Restatement: Marginal improvements in understandability and transparency can make it much easier to make useful systems but it’s not necessarily the case that it produces a meaningful difference in the ability to produce secure systems. It will allow us, at increasingly higher levels of understanding, to be able to change the type of work needed to exploit the system; this is not the same as a design that is safe no matter how powerful the optimisation power against us.
I wrote this in response to Ray trying to figure out how to tell whether any given type of machine learning research is making differential progress. The specific type of research discussed in that thread has a more detailed story which I won’t go into here, and mostly seems very helpful from my layman perspective, but I think that research “either being of zero impact, or else making the whole field more transparent/understandable” does not mean that the research makes differential progress on making the system secure. Marginal transparency can increase usefulness without increasing security.
In one sense, a machine learning system is maximally transparent—I can see every part of what it is doing. But while I don’t understand its reasoning, while there are levels on which I don’t know what it’s thinking, by default I’m not confident that adversarial thought hasn’t just moved there instead.
Current Technical Work on Security
From this perspective, let me talk about the research that seems like it’s aiming to help on the security front. This is not all the work being done, just the work that I feel I understand well enough to summarise from this perspective.
My understanding is that the main work attempting to pinpoint where optimisation enters the system in surprising ways is Hubinger, Mikulik, Skalse, van Merwijk and Garrabrant’s work on risks from learned optimisation (paper, sequence). This gives lots of names to concepts describing how optimisers work, and asks questions like:
Under what conditions will my learned algorithm itself do optimisation?

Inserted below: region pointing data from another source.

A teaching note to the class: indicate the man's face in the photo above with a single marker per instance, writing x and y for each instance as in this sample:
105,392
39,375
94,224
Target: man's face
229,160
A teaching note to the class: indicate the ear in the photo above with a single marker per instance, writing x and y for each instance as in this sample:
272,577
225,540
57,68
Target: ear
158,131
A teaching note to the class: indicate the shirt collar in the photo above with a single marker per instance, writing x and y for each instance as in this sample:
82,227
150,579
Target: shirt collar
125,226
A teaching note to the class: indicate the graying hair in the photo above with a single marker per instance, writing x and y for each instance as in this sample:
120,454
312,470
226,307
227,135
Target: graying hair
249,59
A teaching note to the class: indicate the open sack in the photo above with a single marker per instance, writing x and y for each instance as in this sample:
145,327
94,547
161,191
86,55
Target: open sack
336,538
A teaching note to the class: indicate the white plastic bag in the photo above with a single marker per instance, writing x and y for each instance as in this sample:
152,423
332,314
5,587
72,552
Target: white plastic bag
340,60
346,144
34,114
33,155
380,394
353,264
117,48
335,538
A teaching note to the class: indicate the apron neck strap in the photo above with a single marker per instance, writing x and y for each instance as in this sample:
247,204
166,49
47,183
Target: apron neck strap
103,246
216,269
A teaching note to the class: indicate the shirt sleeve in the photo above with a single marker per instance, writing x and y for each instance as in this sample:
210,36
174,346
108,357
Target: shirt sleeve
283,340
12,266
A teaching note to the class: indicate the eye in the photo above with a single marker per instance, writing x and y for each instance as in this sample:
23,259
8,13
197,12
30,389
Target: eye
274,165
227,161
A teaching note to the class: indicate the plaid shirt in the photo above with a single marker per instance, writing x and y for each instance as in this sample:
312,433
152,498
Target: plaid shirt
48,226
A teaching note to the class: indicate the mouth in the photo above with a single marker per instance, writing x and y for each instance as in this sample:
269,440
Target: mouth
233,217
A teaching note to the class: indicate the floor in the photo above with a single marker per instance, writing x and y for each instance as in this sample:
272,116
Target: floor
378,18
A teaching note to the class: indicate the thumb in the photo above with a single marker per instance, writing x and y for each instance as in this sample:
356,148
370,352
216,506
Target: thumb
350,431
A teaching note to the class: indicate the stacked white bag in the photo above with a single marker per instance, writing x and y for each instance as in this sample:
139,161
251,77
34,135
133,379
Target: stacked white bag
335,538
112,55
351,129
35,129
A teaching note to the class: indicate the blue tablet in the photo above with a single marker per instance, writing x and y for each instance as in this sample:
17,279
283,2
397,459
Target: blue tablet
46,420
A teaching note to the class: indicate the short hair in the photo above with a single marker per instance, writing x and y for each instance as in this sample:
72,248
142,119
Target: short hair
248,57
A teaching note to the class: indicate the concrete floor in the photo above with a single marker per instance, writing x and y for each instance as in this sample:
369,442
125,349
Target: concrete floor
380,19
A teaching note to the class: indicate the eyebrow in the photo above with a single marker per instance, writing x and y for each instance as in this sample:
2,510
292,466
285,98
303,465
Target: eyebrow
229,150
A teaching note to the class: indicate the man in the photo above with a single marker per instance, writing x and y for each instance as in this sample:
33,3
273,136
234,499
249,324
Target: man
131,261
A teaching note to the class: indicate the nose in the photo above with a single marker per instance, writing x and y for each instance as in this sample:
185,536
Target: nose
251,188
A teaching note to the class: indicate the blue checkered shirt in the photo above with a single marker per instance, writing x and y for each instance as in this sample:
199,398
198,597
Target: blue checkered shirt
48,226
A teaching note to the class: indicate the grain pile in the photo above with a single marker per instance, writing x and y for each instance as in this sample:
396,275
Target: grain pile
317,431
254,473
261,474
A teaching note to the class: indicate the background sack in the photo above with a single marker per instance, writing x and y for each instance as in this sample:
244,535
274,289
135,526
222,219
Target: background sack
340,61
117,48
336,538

When the learned algorithm does optimisation, what will its objective be, and what will the relationship be between its objective and the loss function of the neural net that produced it?
If the learned optimiser has successfully built a model of the objective function that was used to build it, what conditions predict whether it will it be working around my objective as opposed to toward it?
When should I expected the optimiser in the learned algorithm to try to deceive me?
The paper also asks whether it’s possible to prevent influence-seeking algorithms from entering your systems by creating complexity measures on the system, such as time and space penalties. On this topic, Paul Christiano has asked whether requiring systems be maximally efficient according to circuit description length removes all adversarial behaviour; and Evan has offered an answer in the negative.
It’s also the case that the Agent Foundations team at MIRI is trying to think about the problem of inner alignment more broadly, and poke at various concepts around here, such as in their writeups on Robust Delegation and Subsystem Alignment. This explores many simple background questions to which we don’t have principled answers, and cannot draw toy models of intelligent agents that reliably get these problems right.
Is there a principled way to figure out whether I should trust that something more intelligent than me shares my values, given that I can’t figure out exactly what it’s going to do? If I am a child, sometimes adults will do something that the opposite of what I want—is there a way of figuring out whether they’re doing this in accordance with my goals?
How should I tell a more intelligent agent than me what I want it to do, given that I don’t know everything about what I want? This is especially hard given that optimisation amplifies the differences between what I say I want and what I actually want (aka Goodhart’s Law).
How do I make sure the different parts of a mind are in a good balance, rather than some parts overpowering other parts? When it comes to my own mind, sometimes different parts get out of whack and I become too self-critical, or overconfident, or depressed, or manic. Is there a principled way of thinking about this?
How do I give another agent a good description of what to do in a domain, without teaching them everything I know about the domain? This is a problem in companies, where sometimes people who don’t understand the whole vision can make bad tradeoffs.
That’s the work I feel I have a basic understanding of. I’m curious about explanations of how other work fits into this framework.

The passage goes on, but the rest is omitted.